Number of lenders offering interest-only almost trebles in six years
Interest only making a comeback, long-term fixes on the rise and why millennials are buddying up. It's all in this fortnight's mortgage roundup.
June 7, 2018
The return of interest-only?
They’re not exactly the darlings of the mortgage industry but interest-only mortgage may be set for a come back as more lenders look to offer the controversial products.
According to Moneyfacts while the number of homeowners with an interest-only mortgage has almost halved over the last six years, the number of lenders offering an interest-only option has increased by eight in two years. Compared to last year, there are now four more lenders operating in this market, bringing the total to 33 (up from just 12 in 2012).
Charlotte Nelson, finance expert at Moneyfacts.co.uk, says: “While the interest-only mortgage road has been and still is turbulent, there is confidence among some lenders, as the number of providers offering an interest-only option has increased.”
In it for the long-term
Demand for longer-term remortgages is rising once again after dipping in the first three months of the year. According to latest figures from LMS 47% of the total remortgage demand in April was for five-year fixed rate deals, up from 36% the previous month and 13% higher than in April last year.

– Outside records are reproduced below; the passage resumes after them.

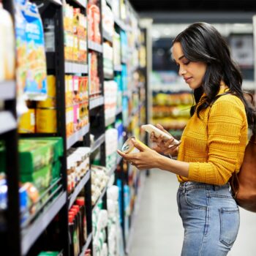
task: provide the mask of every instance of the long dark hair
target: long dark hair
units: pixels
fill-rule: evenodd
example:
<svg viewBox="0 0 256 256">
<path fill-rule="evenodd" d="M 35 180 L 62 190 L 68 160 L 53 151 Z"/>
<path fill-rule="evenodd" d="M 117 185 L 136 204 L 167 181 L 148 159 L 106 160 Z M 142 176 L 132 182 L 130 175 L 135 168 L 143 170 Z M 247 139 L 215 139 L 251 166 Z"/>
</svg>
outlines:
<svg viewBox="0 0 256 256">
<path fill-rule="evenodd" d="M 229 88 L 226 94 L 237 96 L 244 104 L 248 124 L 252 127 L 255 121 L 255 108 L 246 99 L 241 89 L 241 72 L 231 59 L 227 44 L 219 32 L 210 24 L 195 23 L 178 34 L 173 41 L 173 45 L 176 42 L 181 43 L 188 60 L 204 62 L 207 65 L 202 86 L 193 91 L 196 105 L 190 110 L 191 116 L 196 110 L 200 118 L 200 112 L 218 99 L 219 95 L 217 94 L 222 80 Z M 201 99 L 203 93 L 206 96 Z"/>
</svg>

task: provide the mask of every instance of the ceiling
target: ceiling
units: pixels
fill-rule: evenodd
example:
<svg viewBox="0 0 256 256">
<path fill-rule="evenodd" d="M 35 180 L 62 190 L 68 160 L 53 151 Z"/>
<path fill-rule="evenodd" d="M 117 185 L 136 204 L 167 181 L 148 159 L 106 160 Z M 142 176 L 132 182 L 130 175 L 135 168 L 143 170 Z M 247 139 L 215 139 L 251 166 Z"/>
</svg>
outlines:
<svg viewBox="0 0 256 256">
<path fill-rule="evenodd" d="M 154 23 L 252 23 L 256 0 L 129 0 L 140 18 Z"/>
<path fill-rule="evenodd" d="M 252 11 L 255 0 L 129 0 L 137 12 Z"/>
</svg>

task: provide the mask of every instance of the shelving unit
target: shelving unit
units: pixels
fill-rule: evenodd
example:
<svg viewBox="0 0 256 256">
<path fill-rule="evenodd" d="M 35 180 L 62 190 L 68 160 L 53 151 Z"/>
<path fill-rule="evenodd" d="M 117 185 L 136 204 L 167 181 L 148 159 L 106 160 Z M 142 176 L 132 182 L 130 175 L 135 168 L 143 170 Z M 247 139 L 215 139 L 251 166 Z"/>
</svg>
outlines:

Nick Chadbourne, chief executive of LMS, said: “The popularity of five-year fixed rate deals rebounded in April, having dipped in the first three months of the year. Lenders are eager to attract longer-term business which has created a competitive landscape for customers.”
This has ensured five-year average rates have remained relatively flat month-on-month. As more borrowers seek independent advice when remortgaging, the market is reacting quickly to the shifts in headline rates.
A friend in Deeds
The number of millennials considering buying a property with friends or siblings is on the rise, according to new research from M&S Bank.
The study, which surveyed 5,000 people across the UK, found 60% of people aged 18-35 said they would consider taking out a mortgage as a group to make home ownership a reality (compared to 26% of people aged over 36). What’s more, a fifth (20%) of people aged 18-35 do not believe they will ever be in a position to own their own home, with a mortgage for up to four being their only option to realise their property dreams.
Paul Stokes, head of products at M&S Bank, says:
“For many, homeownership appears possible only through sacrificing certain aspects of their current lifestyle – be that moving to a different area, moving to a smaller property than they’re renting, or seeing their disposable income take a significant hit.”
But our research has shown that millennials are keen for an alternative option – and joint home ownership is one of them – from housemate to mortgage-mate is a natural progression which can enable more people to achieve the otherwise unattainable – their dream of property ownership.